6. Using the spatula, transfer the stained gel into a second destaining tray. Add 500 mL of clean, warm tap water to the destaining tray and gently shake the gel for 5 minutes. If a rocking platform is available, place the destaining tray on the platform and set it so that it rocks back and forth gently. If no rocking platform is available, gently shake the tray by hand for a few seconds every minute.

7. While you are washing the gel in the 2nd destaining tray, discard the rinse water from the 1st destaining tray. Using the spatula, transfer the gel back to the 1st destaining tray and repeat the wash step with another 500 mL of warm tap water.

8. Examine the gels. The bands will appear fuzzy after the 2nd wash but will sharpen over the next 10 to 15 minutes.

9. Take a picture of your gel, print it out and paste it into your lab notebook.

*** With a funnel, pour the leftover Fast Blast Stain into the provided bottle. This stain can be used up to 7 times.

Interpretation of Results – Lab Notebook

1. With a permanent marker, label your lanes as L, H, E and P in the picture you have pasted into your notebook.

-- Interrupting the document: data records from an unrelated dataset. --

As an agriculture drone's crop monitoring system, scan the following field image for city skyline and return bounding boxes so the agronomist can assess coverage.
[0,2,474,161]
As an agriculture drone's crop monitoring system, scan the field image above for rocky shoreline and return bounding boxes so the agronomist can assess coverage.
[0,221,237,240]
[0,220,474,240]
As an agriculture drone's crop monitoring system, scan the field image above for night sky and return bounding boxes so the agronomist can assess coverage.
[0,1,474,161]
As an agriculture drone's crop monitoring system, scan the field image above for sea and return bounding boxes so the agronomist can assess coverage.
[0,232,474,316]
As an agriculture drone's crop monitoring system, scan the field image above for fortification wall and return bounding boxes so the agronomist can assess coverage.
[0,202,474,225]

2. Identify and label the lane containing the DNA ladder. Identify and label the fragment sizes in your notebook. Your professor will have a print out of the ladder you have used and the sizes of the fragments.

3. Compare your fragments to the fragments in the DNA ladder and estimate the fragment sizes produced by each restriction enzyme. Record your fragment sizes in your lab notebook. Your professor will have a print out of lambda DNA cut with some well-known restriction enzymes and the DNA gel that results. Compare it to what you have generated.

4. Draw your gel and the DNA fragments in your lab notebook. Label your drawing. Include your fragment sizes in your notebook.

5. Using a millimeter ruler, your destained gel or your picture, measure the actual distance that each gel fragment travelled from their origin in the wells (measure from the bottom edge of the well). Create a table that allows you to record these distances and your estimated fragment lengths. Refer to the table given to you in the previous lab.

6. How did your digest compare to the results you obtained in the previous lab?

7. If you performed a double digest, did your fragment sizes correspond to what you calculated in the pre-lab activity?